I have a one column dataframe I ingested from a text file. So from this:
oneColDF = (spark.read
.format("text")
.load(file_path))
display(oneColDF)
, leading to this df:
with a hundred or so rows. There is no dependable delimiter in this format (for instance, a space won't work because some fields have spaces within), however, the columns are fixed-width, so i know column name and width for each field (all fields are strings). I know this because I was provided with dictionary:
fixed_width_column_defs = {
"submitted_at": (1, 15),
"order_id": (16, 40),
"customer_id": (56, 40),
"sales_rep_id": (96, 40),
"sales_rep_ssn": (136, 15),
"sales_rep_first_name": (151, 15),
"sales_rep_last_name": (166, 15),
"sales_rep_address": (181, 40),
"sales_rep_city": (221, 20),
"sales_rep_state": (241, 2),
"sales_rep_zip": (243, 5),
"shipping_address_attention": (248, 30),
"shipping_address_address": (278, 40),
"shipping_address_city": (318, 20),
"shipping_address_state": (338, 2),
"shipping_address_zip": (340, 5),
"product_id": (345, 40),
"product_quantity": (385, 5),
"product_sold_price": (390, 20)
}
So I can add empty columns like this:
multiColDF= oneColDF.withColumn('submitted_at',
lit(None).cast(StringType())).withColumn('order_id', lit(None).cast(StringType())).withColumn('customer_id', lit(None).cast(StringType())).withColumn('sales_rep_id', lit(None).cast(StringType())).withColumn('sales_rep_ssn', lit(None).cast(StringType())).withColumn('sales_rep_first_name', lit(None).cast(StringType())).withColumn('sales_rep_last_name', lit(None).cast(StringType())).withColumn('sales_rep_address', lit(None).cast(StringType())).withColumn('sales_rep_city', lit(None).cast(StringType())).withColumn('sales_rep_state', lit(None).cast(StringType())).withColumn('sales_rep_zip', lit(None).cast(StringType())).withColumn('shipping_address_attention', lit(None).cast(StringType())).withColumn('shipping_address_address', lit(None).cast(StringType())).withColumn('shipping_address_city', lit(None).cast(StringType())).withColumn('shipping_address_state', lit(None).cast(StringType())).withColumn('shipping_address_zip', lit(None).cast(StringType())).withColumn('product_id', lit(None).cast(StringType())).withColumn('product_quantity', lit(None).cast(StringType())).withColumn('product_sold_price', lit(None).cast(StringType()))

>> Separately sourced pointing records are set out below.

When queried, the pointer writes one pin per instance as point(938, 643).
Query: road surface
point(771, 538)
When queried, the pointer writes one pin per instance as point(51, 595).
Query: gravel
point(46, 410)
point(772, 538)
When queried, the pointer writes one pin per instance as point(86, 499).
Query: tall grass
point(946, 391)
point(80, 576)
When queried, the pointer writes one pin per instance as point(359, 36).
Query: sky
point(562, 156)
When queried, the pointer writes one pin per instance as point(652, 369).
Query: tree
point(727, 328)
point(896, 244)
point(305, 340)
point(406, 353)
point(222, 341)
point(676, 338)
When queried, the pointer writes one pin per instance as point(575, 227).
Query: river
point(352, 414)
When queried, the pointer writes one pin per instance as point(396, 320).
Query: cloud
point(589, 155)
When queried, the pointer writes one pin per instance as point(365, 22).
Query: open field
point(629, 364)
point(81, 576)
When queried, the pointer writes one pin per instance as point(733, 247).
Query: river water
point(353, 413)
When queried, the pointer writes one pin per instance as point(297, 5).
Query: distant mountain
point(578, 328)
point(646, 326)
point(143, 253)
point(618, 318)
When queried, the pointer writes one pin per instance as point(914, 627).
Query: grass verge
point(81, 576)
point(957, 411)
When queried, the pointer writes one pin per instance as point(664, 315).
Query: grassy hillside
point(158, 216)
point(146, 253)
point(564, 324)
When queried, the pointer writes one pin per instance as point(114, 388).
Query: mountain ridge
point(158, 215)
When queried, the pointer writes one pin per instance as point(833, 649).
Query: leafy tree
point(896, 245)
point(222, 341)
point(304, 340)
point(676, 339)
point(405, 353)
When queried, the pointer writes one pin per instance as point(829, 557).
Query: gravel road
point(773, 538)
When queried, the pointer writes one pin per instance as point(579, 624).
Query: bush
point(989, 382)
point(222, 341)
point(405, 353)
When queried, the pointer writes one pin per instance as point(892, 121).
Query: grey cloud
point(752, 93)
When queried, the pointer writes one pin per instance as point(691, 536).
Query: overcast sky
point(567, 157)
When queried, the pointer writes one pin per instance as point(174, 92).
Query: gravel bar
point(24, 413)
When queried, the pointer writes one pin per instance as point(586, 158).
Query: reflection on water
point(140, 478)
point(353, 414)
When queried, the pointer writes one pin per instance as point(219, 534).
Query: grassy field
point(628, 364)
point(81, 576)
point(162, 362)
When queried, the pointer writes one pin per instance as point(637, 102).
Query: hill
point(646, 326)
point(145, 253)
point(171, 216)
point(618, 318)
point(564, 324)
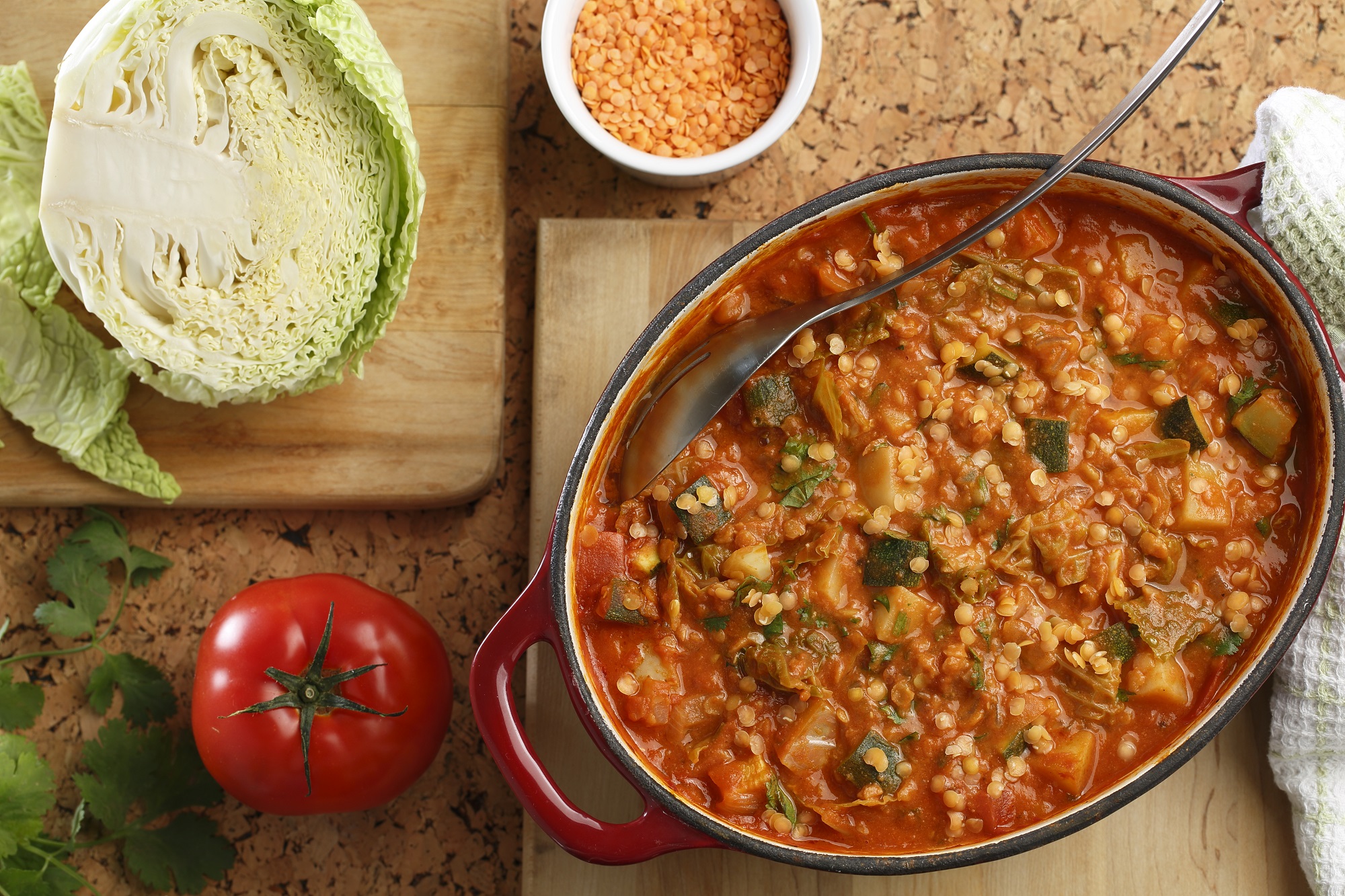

, so now the dataframe has all the columns:
So I am trying to figure out how to loop through the dataframe to update all the columns with the appropriate data from the value column.
for row in multiColDF.rdd.collect():
addTheDatafromValColToEachCol()
I am stuck at this point. I would be grateful for any ideas, either building on what i have done or perhaps a simpler solution. Thank you.